But as a row continued over the presence of some antisemitic chanting and alleged displays of support for Hamas among the pro-Palestinian marchers, as well as the targeting of a London synagogue later on Armistice Day, defence minister James Heappey said it was “right” for the Government to examine whether future such protests could be stopped more easily.
“If it looks like protests are happening again and again, and that people are turning up each week carrying placards and shouting chants that are hateful. [then] … clearly the law needs to be strengthened,” he told Sky News.
Mr Heappey emphasised that hundreds of thousands of people had attended the pro-Palestinian march peacefully, but added: “It is also … an uncomfortable reality for some of those who attended those protests that when those chants were heard or those placards were walked alongside, a lot of people didn’t turn away and distance themselves, or seek to intervene.

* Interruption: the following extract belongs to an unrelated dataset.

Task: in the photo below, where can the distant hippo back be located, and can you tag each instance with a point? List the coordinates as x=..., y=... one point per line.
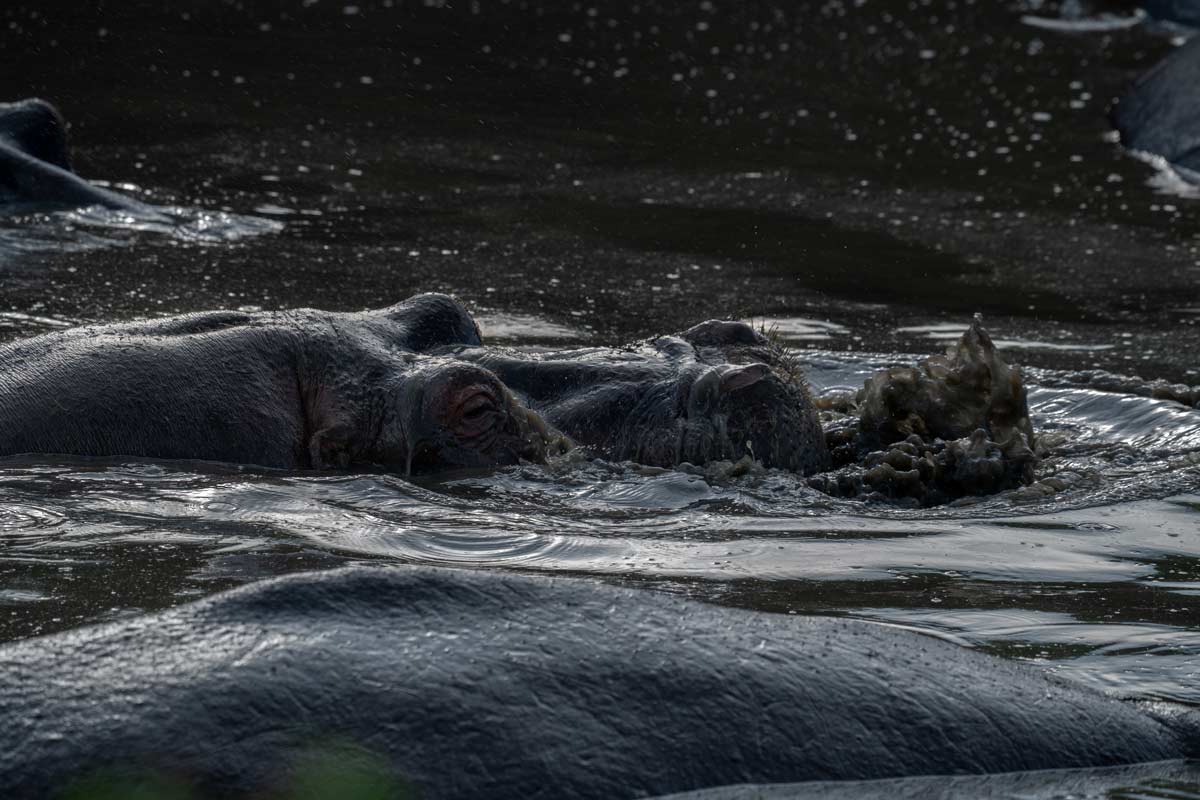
x=1161, y=114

“The consequence of that over the last few weekends is that Jewish people have been sat in their homes seeing these hateful placards, these antisemitic placards, and hearing the chants and feeling fearful. If it is the case that the weakness in policing those protests comes from legislation then it’s right that the Government should look at that.”
Mr Heappey said he had yet to see any proposals but the blueprint said to be under consideration is understood to include strengthening the law to allow police to ban inflammatory chants at specific protests and to take account of the cumulative effect of successive marches on policing resources and community tensions.
The move follows the decision by Met Commissioner Sir Mark Rowley to allow Saturday’s march, which was routed away from the Cenotaph to avoid clashing with the main Armistice Day commemoration, on the grounds that there was no legal basis to do so.
His decision came despite pressure from Prime Minister Rishi Sunak and the then Home Secretary Suella Braverman, who accused police of being biased, for the march to be stopped.
Despite today’s focus on tracking down offenders from the pro-Palestinian march, the worst of the disorder on Saturday was inflicted by far-Right extremists taking part in a counter-protest organised by the former English Defence League leader Tommy Robinson.
Police said they had been “clearly looking for confrontation” and chanted abuse including “you’re not English any more” at officers as well as launching violent attacks.